Monday, April 25, 2016

Frank Langella stars in Broadway's 'The Father'



So often when I leave the theatre I ask myself, Why? Why did the playwright write this play, and even more, Why did this company choose to produce it? I asked those questions yesterday as I left the Manhattan Theatre Club’s production of Florian Zeller’s The Father at the Samuel J. Friedman Theatre.

I also wondered why Christopher Hampton would translate from French this depressing play about a man’s decent into old age and senility. And why three-time Tony Award winner Frank Langella chose to play him.

I admit to a bias against the subject. My mother hadn’t known me for years before she died and I had an uncle who was so distressed about his escalating memory loss that he put a gun to his head and pulled the trigger, abruptly ending his life as well as his memory. I avoid books, movies and plays about this topic whenever possible.

For most of the 90-minute play, directed by Doug Hughes, we flash from scene to scene with ever-shifting characters and facts as Andre (Langella) tries to make sense of his world. Is he living in his Paris apartment or that of his daughter, Ann, and her husband? Or is his daughter (Kathryn Erle, in photo with Langella) divorced and alone? Or ready to move to London to be with an Englishman she has met?

We really do flash from scene to scene because each transition is marked by blinding lights bordering the stage that are shot into our eyes, followed by blackouts. (Lighting by Donald Holder.)

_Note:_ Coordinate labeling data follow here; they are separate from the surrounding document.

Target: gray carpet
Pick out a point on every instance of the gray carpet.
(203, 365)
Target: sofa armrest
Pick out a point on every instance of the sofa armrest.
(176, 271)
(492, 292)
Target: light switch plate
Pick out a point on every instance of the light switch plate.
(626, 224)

The device of the confusing scenes works like an absurdist play in which nothing is as it seems, which is fitting for a play about losing one’s grasp on reality. Zeller has describe it as “tragic farce.” I could have gone along with that, although it didn’t involve or interest me, but the final scene in which Andre is reduced to sobbing on the floor of a nursing home in his nursing’s arms while crying for his Mommy was over-the-top. Depressing turned into dreary, which is worse because it left me with disgust at the waste of time and talent.

Scott Pask’s set looks like an employee rest area in a middle-management firm, bland and boring. It’s functional, though, for letting items be removed or added as Andre’s mind grows more confused.

Langella does a good job of portraying that confusion, which isn’t surprising. It’s too bad he doesn’t have a better play for his talents.

The cast also includes Brian Avers, Charles Borland, Hannah Cabell and Kathleen McNenny.

The Father was well received in its runs in France and England. I suppose looking at the world through the eyes of the demented is dramatic, but that wasn't enough to compel or move me. Especially with that cheap, melodramatic ending.